On September 20, 2018, Merri L. Hankins, Senior Attorney for the DEA’s Asset Forfeiture Section wrote us a letter informing us of the decision to return the $13,260 in U.S. Currency.
$13,227 Seized by ICE HSI and $11,892 Returned
U.S. Currency was seized from our client at the Tampa International Airport. The receipt provided to the client by Homeland Security Investigations (“HSI”) Special Agent (“SA”) Carlos Carrasquillo indicated that “$13,227” had been seized and the currency was counted in the client’s presence before the receipt was written. Nevertheless, only $11,892 was actually deposited into the bank by the ICE HSI agents.

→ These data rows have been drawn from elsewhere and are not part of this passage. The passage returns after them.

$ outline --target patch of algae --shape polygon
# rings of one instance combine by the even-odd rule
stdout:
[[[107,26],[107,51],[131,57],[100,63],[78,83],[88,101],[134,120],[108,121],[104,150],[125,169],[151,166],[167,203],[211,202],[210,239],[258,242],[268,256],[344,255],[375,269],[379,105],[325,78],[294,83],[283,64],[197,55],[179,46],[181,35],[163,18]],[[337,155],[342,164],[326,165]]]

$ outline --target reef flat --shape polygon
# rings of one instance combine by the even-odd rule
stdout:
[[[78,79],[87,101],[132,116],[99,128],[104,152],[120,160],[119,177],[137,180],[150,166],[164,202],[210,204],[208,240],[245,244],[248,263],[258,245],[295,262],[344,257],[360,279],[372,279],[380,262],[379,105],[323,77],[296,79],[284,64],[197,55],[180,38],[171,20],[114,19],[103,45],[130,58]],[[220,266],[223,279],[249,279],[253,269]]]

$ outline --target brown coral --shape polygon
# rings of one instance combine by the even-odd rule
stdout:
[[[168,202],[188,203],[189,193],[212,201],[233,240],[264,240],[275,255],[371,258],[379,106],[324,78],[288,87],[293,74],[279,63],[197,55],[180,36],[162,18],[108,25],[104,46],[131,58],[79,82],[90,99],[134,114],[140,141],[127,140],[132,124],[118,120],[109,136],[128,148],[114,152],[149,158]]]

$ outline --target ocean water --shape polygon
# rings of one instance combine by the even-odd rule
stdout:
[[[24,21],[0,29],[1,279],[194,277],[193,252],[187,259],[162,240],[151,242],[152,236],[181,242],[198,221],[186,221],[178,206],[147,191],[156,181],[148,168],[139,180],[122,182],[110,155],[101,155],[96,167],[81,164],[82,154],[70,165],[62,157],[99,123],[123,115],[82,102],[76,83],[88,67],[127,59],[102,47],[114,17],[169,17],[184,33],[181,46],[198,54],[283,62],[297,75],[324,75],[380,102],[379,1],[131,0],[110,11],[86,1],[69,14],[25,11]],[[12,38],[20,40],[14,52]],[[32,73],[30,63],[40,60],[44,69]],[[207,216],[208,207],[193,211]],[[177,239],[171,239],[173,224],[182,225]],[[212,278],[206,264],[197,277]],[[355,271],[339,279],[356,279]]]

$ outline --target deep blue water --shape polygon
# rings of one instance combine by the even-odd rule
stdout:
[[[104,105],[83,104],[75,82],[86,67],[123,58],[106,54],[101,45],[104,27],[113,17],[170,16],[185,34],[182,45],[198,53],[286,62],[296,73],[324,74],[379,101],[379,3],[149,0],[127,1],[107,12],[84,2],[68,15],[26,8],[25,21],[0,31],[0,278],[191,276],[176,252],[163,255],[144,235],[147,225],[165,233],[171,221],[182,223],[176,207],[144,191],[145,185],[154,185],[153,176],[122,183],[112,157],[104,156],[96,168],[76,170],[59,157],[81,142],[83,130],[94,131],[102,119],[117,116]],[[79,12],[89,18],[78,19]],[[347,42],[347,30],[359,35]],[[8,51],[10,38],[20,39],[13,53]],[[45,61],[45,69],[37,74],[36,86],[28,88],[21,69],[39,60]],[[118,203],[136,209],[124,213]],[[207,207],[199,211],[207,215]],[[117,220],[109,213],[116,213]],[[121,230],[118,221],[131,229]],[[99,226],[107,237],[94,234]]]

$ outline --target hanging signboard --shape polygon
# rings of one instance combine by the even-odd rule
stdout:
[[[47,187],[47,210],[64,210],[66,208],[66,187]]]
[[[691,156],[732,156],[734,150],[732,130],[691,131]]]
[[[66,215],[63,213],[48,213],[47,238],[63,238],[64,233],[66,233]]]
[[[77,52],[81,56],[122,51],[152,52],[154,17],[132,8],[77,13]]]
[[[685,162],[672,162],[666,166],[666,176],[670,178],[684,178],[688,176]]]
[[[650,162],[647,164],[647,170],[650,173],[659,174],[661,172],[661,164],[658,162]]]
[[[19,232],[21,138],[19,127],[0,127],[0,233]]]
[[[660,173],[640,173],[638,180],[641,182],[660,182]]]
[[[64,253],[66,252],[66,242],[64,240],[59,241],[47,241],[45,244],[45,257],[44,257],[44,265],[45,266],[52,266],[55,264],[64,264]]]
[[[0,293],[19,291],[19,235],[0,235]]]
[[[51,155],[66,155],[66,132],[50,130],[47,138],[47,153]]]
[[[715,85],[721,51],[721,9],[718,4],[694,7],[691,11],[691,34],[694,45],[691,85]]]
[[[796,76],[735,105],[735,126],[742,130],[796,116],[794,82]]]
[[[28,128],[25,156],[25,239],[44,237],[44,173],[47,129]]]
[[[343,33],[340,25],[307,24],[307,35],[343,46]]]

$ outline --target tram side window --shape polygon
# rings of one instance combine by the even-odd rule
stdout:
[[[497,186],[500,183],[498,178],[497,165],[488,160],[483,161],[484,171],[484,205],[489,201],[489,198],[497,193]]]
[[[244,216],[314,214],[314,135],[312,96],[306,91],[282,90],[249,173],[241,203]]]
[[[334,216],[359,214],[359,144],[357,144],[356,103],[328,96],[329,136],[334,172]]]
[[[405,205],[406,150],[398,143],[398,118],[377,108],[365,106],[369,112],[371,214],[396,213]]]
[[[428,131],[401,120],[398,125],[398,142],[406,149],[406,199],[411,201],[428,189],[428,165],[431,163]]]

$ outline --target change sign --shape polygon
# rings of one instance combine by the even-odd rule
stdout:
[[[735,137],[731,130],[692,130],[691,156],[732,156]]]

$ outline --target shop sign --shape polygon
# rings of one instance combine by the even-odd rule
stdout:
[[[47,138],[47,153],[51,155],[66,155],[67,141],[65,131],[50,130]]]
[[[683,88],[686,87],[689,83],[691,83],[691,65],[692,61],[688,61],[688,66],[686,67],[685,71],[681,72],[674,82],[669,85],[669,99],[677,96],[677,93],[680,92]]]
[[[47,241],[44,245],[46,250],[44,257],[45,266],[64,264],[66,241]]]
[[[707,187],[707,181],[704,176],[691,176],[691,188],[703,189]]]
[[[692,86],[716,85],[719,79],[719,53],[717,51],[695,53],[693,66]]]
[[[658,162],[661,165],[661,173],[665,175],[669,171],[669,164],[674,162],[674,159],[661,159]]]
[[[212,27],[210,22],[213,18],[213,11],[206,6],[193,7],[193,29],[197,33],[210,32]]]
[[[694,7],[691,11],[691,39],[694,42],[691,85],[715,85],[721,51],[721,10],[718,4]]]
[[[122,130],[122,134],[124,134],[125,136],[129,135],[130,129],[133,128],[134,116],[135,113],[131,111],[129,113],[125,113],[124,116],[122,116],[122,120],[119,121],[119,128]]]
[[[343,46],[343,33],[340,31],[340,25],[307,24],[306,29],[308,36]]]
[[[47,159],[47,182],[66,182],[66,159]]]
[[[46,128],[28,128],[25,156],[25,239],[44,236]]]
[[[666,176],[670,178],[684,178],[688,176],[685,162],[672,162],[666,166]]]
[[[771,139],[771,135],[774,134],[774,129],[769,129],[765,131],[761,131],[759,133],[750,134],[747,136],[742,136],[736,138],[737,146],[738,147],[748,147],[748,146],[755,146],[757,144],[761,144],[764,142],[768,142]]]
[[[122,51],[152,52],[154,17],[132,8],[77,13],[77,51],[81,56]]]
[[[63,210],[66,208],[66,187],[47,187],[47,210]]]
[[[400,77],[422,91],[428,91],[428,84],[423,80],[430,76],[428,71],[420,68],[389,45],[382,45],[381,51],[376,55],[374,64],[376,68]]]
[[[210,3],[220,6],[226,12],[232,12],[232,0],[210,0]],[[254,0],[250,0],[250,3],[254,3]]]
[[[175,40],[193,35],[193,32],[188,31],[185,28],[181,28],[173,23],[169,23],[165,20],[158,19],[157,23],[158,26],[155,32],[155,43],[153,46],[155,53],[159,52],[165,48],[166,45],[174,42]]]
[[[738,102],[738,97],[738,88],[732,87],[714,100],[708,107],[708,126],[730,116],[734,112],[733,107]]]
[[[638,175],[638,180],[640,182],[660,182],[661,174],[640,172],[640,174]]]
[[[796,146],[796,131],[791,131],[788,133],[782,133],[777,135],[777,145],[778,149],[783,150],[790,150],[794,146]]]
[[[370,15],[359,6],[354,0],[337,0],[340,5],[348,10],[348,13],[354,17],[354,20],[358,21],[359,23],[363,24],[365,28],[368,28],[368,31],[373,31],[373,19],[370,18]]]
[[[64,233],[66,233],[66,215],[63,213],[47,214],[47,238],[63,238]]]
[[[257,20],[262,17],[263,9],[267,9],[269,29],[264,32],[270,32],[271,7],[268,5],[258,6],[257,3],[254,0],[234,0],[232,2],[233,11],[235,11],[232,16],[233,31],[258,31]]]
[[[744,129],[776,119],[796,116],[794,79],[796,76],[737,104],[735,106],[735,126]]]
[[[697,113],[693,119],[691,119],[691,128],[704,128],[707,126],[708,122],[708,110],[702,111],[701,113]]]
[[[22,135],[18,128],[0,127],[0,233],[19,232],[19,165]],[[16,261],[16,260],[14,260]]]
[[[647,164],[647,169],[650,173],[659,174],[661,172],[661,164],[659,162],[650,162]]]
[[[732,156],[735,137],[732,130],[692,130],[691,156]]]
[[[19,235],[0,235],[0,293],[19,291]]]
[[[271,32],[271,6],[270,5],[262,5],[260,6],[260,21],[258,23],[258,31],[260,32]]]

We immediately filed a verified demand for early judicial court action and complained about the missing money. Shortly thereafter, we received a letter from Mary Ann Cranford, with the title “Fines, Penalties and Forfeitures Officer” at the U.S. Customs and Board Protection Office in Tampa dated April 6, 2016. The letter indicated that Mary Ann Cranford had received our verified claim demanding the immediate return of funds taken by Homeland Security Investigations (“HSI”) Special Agent (“SA”) Carlos Carrasquillo at the Tampa International Airport.
The letter advised that the U.S. Attorney’s Office has chosen not to file a forfeiture action in Court. The letter stated: “Accordingly, this office will submit a request to the National Finance Center to issue a refund in the amount of $11,892” which was the total amount presented to the CBP office after the seizure.
This article was last updated on Thursday, July 25, 2019.